Los cinco náufragos subieron lentamente y con precaución. Algunas veces se encontraban con precipicios que no podían atravesar sin dar rodeos. Otras, el camino se hacía más fácil, adornado de hermosos bosquecitos y arroyos de aguas cristalinas y hermosas cascadas. Todo les llamaba la atención, pues todo era nuevo para ellos. Hasta una especie de carneros de cuernos retorcidos que descubrieron pastando en aquella región.

–No son carneros, son muflas –reconoció Harbert.

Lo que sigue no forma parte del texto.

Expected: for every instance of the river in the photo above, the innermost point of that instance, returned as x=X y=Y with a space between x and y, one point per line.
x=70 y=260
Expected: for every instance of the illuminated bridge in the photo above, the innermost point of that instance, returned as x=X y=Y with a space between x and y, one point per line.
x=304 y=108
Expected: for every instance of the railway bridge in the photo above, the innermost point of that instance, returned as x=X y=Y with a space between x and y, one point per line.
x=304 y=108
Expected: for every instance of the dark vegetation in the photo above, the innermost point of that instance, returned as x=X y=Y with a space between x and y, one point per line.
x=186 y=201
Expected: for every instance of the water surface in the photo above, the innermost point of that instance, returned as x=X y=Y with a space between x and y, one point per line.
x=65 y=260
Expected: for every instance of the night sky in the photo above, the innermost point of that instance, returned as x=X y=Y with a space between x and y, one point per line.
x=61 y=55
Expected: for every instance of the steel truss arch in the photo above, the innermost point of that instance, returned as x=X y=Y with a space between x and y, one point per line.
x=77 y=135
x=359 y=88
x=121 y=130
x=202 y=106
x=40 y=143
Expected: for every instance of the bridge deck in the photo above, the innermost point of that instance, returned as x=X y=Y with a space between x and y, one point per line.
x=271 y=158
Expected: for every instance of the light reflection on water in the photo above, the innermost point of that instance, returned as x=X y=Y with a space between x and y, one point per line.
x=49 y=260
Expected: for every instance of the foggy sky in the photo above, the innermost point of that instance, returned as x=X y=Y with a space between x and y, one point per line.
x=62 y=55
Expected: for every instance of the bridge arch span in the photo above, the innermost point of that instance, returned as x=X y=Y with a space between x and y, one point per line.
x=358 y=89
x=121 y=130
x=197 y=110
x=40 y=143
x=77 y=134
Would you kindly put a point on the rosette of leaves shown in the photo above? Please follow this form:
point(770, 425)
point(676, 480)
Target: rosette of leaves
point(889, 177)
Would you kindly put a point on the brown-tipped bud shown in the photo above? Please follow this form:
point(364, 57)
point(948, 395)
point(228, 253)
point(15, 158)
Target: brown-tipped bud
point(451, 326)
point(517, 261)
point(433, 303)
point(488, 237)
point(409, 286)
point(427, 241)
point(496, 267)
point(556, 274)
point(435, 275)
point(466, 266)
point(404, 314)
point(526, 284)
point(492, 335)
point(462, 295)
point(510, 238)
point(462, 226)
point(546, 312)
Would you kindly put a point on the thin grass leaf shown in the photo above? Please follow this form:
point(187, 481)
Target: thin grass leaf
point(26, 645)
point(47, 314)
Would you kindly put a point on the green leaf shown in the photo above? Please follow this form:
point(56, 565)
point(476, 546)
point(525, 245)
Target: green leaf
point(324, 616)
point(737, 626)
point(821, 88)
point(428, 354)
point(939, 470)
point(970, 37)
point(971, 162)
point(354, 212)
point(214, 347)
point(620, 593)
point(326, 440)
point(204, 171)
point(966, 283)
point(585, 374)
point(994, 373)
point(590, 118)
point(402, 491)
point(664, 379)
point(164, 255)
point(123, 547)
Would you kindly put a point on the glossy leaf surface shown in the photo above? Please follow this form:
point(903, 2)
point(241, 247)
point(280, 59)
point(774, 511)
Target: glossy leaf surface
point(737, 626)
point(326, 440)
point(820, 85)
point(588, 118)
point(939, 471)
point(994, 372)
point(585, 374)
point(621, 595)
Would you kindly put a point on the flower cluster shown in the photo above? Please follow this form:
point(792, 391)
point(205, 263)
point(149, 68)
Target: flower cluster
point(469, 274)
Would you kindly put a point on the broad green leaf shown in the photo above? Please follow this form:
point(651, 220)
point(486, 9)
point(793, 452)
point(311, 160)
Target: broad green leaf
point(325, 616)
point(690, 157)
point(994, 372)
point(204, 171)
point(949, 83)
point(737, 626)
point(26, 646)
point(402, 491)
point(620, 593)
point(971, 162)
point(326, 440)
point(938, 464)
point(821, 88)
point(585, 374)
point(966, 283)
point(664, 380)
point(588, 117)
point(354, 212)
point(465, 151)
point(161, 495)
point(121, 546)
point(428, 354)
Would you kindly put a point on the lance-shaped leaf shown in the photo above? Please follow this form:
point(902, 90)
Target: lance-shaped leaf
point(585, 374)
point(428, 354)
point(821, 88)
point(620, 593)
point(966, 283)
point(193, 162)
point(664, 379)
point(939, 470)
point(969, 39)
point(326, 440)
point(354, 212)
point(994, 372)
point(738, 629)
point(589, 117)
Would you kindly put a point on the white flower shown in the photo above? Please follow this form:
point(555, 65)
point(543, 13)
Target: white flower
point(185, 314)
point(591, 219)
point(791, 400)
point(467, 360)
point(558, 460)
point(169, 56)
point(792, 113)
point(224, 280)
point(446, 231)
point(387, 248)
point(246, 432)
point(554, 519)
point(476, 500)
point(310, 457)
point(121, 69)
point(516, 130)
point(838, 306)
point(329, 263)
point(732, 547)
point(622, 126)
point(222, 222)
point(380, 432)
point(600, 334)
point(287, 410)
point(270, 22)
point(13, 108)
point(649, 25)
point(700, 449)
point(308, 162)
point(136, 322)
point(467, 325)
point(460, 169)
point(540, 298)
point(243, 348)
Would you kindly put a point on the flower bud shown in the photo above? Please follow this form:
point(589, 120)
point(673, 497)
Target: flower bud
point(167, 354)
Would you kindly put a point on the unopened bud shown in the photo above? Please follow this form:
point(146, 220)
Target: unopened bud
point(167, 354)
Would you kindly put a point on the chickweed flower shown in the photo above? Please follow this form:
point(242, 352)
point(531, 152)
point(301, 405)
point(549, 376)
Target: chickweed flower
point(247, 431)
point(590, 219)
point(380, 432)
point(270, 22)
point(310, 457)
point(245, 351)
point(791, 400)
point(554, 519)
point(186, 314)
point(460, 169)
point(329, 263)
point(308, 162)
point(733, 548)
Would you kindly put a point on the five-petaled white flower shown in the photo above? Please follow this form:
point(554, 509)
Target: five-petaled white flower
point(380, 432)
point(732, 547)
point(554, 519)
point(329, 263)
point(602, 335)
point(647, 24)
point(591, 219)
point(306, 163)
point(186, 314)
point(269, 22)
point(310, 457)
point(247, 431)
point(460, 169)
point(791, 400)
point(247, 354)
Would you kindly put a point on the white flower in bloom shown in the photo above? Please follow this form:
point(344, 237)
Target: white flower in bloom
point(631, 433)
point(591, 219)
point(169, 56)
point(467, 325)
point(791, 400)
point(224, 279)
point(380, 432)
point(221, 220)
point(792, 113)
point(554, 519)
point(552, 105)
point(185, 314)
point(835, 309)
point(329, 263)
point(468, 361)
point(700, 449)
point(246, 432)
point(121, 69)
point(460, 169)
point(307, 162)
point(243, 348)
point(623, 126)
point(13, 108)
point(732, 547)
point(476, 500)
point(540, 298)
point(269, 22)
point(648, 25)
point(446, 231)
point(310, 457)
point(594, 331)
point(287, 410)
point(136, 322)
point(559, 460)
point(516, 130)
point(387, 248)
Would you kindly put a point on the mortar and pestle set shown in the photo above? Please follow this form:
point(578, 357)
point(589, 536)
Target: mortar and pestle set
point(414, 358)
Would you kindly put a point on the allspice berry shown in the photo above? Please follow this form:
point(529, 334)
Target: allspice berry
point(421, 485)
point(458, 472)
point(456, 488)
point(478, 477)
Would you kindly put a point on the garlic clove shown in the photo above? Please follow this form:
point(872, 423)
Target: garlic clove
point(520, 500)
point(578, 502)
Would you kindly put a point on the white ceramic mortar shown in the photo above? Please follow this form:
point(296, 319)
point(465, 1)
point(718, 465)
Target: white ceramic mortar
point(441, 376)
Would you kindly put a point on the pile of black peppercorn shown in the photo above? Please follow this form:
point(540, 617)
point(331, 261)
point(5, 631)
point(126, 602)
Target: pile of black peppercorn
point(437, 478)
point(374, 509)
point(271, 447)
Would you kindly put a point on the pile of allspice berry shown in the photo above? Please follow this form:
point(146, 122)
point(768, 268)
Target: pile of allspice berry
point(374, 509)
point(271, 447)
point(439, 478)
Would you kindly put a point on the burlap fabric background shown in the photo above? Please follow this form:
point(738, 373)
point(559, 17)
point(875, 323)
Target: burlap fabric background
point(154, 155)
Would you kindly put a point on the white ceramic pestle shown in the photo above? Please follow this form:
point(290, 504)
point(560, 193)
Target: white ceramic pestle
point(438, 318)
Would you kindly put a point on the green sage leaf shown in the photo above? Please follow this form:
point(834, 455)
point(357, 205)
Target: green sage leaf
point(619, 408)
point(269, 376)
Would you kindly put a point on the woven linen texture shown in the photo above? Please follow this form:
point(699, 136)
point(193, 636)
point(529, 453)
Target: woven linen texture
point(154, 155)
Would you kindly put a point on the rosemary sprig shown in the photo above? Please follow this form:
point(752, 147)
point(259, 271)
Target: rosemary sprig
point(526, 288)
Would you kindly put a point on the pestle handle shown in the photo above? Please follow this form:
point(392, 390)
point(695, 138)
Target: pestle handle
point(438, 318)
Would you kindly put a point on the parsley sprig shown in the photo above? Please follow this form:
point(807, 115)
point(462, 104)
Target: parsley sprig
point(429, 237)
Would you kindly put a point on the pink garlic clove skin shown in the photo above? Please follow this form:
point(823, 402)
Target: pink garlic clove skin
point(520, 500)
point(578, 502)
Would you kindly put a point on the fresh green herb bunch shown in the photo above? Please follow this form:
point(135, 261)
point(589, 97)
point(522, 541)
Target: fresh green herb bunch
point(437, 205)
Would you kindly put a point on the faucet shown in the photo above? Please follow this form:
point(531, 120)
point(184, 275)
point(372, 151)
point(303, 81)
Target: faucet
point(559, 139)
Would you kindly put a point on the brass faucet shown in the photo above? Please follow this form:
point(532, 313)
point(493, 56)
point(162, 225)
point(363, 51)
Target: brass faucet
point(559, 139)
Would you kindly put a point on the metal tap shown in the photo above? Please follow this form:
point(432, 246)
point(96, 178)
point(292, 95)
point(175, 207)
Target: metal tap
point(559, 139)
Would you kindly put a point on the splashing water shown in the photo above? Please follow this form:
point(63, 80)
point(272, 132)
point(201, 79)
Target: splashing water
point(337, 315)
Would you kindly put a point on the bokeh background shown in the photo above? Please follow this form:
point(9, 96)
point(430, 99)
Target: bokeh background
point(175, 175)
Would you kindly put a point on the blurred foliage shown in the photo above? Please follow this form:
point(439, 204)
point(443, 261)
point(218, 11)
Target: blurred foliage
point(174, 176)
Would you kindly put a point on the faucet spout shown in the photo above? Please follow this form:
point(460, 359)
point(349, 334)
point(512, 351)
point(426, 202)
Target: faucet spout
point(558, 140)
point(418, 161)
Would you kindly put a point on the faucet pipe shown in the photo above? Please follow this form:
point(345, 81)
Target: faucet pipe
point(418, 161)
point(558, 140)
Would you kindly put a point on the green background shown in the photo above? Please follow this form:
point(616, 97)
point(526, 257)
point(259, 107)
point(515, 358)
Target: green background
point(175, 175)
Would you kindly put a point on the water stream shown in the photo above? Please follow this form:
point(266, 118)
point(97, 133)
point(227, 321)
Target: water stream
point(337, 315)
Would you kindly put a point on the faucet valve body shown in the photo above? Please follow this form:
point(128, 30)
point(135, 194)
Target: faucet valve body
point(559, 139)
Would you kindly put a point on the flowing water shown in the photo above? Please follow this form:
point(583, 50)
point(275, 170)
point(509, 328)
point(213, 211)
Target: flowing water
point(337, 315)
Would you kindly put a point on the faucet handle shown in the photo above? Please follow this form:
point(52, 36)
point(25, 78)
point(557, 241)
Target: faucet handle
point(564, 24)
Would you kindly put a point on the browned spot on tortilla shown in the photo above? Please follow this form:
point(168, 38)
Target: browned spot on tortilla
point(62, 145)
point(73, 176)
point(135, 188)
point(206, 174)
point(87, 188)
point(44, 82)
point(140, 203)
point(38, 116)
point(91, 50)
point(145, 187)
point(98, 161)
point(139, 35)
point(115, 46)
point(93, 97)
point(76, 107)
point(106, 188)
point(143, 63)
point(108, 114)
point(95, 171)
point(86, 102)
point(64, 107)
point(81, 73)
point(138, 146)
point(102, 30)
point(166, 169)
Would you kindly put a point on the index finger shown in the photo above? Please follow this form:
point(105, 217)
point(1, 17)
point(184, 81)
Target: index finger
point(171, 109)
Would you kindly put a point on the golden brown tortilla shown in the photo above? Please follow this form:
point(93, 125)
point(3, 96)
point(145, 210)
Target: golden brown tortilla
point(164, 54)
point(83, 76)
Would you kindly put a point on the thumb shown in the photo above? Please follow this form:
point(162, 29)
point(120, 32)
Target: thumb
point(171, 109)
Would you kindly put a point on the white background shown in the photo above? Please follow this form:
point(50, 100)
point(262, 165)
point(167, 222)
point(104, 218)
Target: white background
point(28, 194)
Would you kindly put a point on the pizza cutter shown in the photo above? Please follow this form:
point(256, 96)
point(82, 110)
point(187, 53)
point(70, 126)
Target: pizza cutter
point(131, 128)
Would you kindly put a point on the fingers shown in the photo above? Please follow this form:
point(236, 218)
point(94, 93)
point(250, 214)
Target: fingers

–¿Y también sirven para hacer guisados? –preguntó el marino, siempre práctico y hambriento.

–Sí –contestó el muchacho–. Y dan buena lana.

–¡Pues, entonces, para mí son carneros! –dijo Pencroff.

Durante el ascenso los sorprendió el atardecer pero siguieron adelante. A cierta altura se encontraron frente a una profunda cavidad: era la boca de un cráter. En efecto, aquella montaña era un volcán apagado: ni siquiera una humareda se escapaba de sus costados, ni un murmullo salía de aquel pozo oscuro que quizá llegaba hasta el centro del planeta.

Cuando llegaron a la cima, la oscuridad era completa y resultaba imposible ver lo que se escondía más abajo. ¿Los rodeaba el océano? ¿O aquella tierra era parte de algún continente? De pronto, la luna en cuarto creciente iluminó la superficie líquida. Entonces Ciro Smith dijo en tono muy grave:

–¡Una isla!

–¡El mar! ¡El mar por todas partes! –exclamaron todos, como si no hubieran podido contener las frases que los convertían en isleños.